Quanto a mim, sou suspeita para falar. Adoro circo, desde miúda. Sou sensível a tudo: aos chapitôs coloridos, às fatiotas cheias de brilhantes pirosos, aos nomes inimagináveis (quem me conhece sabe que eu seria Isolette, o meu preferido), aos tiques das partenaires, ao próprio termo par-te-nai-re, às expressões batidas de quase todos os circos (os conselhos para não repetirmos as actuações em casa, os pedidos de silêncio para a execução dos exercícios mais difíceis, a inflexão da voz quando estes resultam bem).
Talvez a única dualidade na minha postura seja em relação aos animais, principalmente os de grande porte, os selvagens. Fascinam-me, desejo vê-los, tal e qual como quando era garota e queria ansiosamente passar ao redor das jaulas dos que assentavam lá no Cacém. No momento da exibição, prescruto-lhes o tamanho, o peso, o pêlo, a cumplicidade com os tratadores, para ter uma noção do cuidado a que são votados. Sei que vivem em espaços exíguos para o tamanho que alguns têm e a ideia perturba-me. Queria que fossem felizes, mas sei que muitas vezes não o são. Os animais do circo são animais de trabalho... como outros em que não pensamos, tipo os cavalos para equitação, passeios de férias e uso da polícia. Sim, na sua essência, os cavalos também são animais selvagens, sem estribos, sela e esporas.
Como no outro dia me diziam em conversa, as pessoas podem ir-se embora, os animais não escolhem. É verdade... será...? Será assim tão fácil, nesta nossa realidade, uma criança crescida no ambiente, com um insucesso escolar grotesco devido ao nomadismo, com toda a família artista de circo, sair dali, virar costas, escolher ser professor, enfermeiro, caixa de supermercado, empregado de balcão...?! Não serão as pessoas também aprisionadas ao chapitô...?!

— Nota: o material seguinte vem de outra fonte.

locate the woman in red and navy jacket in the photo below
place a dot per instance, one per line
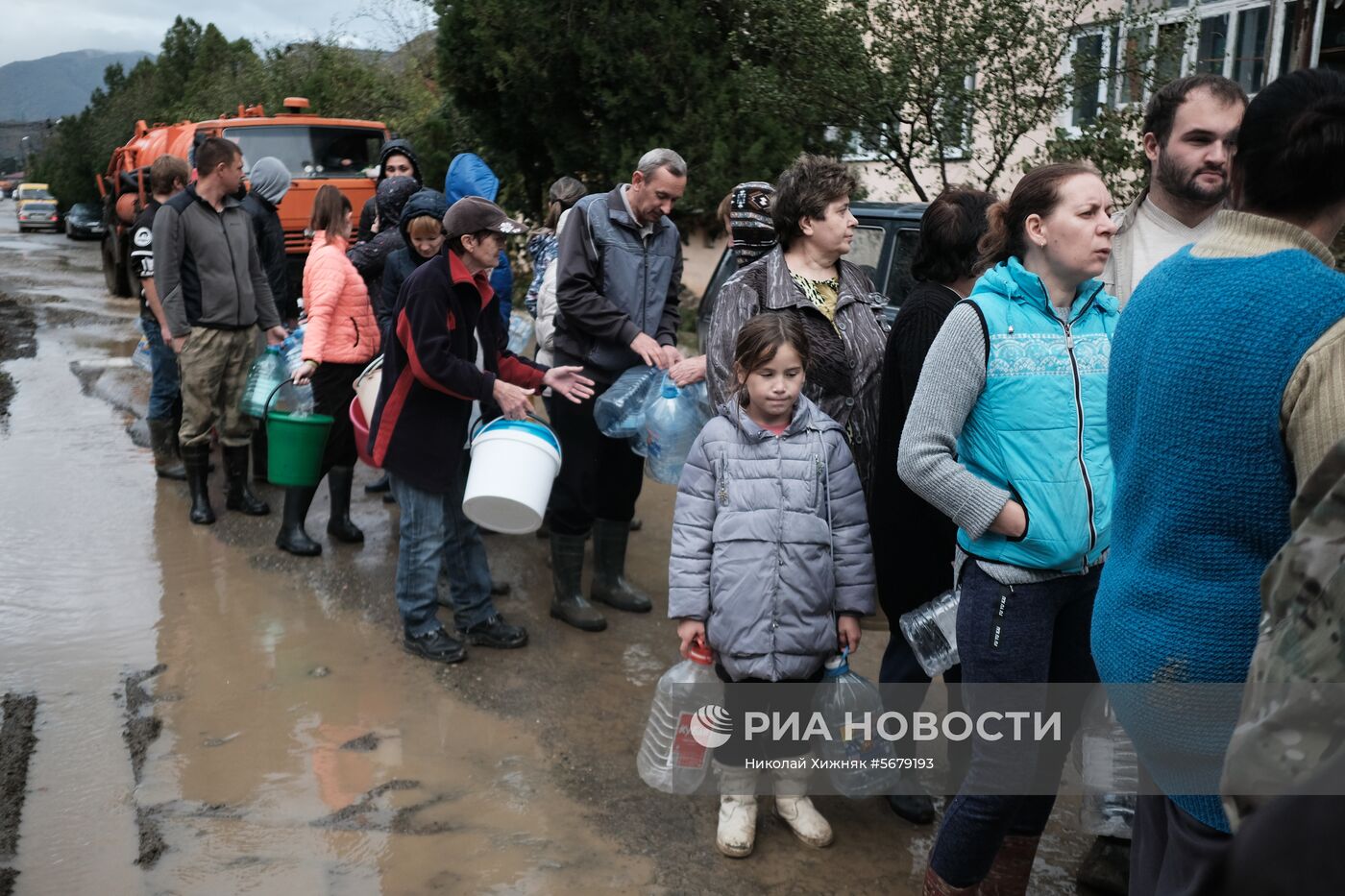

Não me importo de ver um circo sem animais, mas o que eu queria mesmo era que o circo fosse um espectáculo valorizado e rico, como em outros países. Talvez não fossem necessários os animais para me fascinar, talvez bastassem artistas letrados, estudiosos, formados, que pudessem verdadeiramente ter escolhido estar ali e não em outro lugar. Artistas e não sobreviventes.